Uma direção artística que carrega a experiência

Se há algo que realmente eleva Discolored, é o seu aspeto visual.

O estilo minimalista funciona perfeitamente aqui. Começar num mundo completamente a preto e branco e, aos poucos, ver tudo a ganhar cor cria um impacto imediato. Não é só uma mudança estética, é algo que sentes como progressão.

Existe uma satisfação clara em devolver vida ao cenário. Cada nova cor adicionada faz o mundo parecer mais completo, mais vivo. É uma ideia simples, mas muito bem executada.

A banda sonora reforça esse ambiente. Tem um tom misterioso, quase estranho, que encaixa bem na experiência. Nunca se torna demasiado presente, mas ajuda a criar uma identidade.

É facilmente o ponto mais memorável do jogo.

Uma narrativa que levanta mais perguntas do que respostas

Onde Discolored falha mais é na narrativa.

Existe uma história, mas é vaga. Demasiado vaga. O jogo sugere coisas, deixa pistas, cria algum mistério… mas raramente entrega respostas concretas.

No final, ficas com mais perguntas do que certezas. Em alguns casos, isso pode ser interessante. Aqui, acaba por parecer falta de desenvolvimento.

Saber que existe uma sequela em desenvolvimento dá alguma esperança de que este lado seja mais explorado no futuro. Mas, olhando apenas para esta experiência, fica claramente aquém do que podia ser.

Uma experiência curta, mas com identidade

Discolored não se prolonga mais do que devia.

A curta duração joga a seu favor, porque evita que os problemas se tornem demasiado evidentes. Ao mesmo tempo, também impede o jogo de aprofundar as suas ideias.

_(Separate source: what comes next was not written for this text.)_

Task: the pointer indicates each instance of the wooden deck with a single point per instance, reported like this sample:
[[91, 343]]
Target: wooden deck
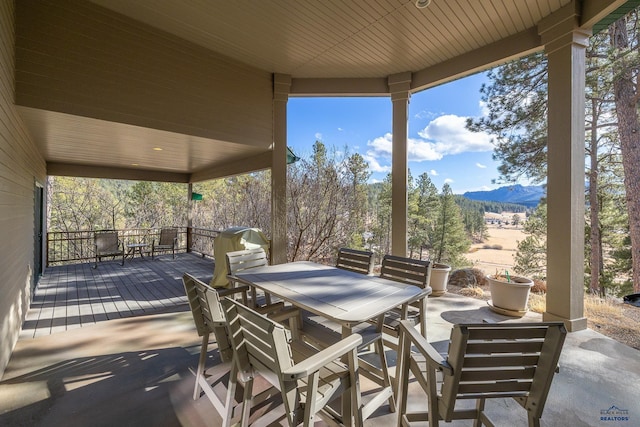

É uma experiência que se faz bem numa tarde. Não exige muito tempo, nem um grande compromisso. Entras, exploras, resolves os puzzles e segues em frente.

Mas também é daquelas que dificilmente vais revisitar.

Veredicto

Discolored é um jogo com uma ideia interessante e uma identidade visual forte, mas que não consegue desenvolver todo o seu potencial.

Os puzzles são criativos, mas inconsistentes. A narrativa levanta curiosidade, mas não entrega respostas. E a experiência, apesar de sólida, acaba por ser algo superficial.

Ainda assim, para quem gosta de indies diferentes e experiências mais curtas, é uma boa forma de passar algumas horas.

Só não esperes algo que vá muito além disso.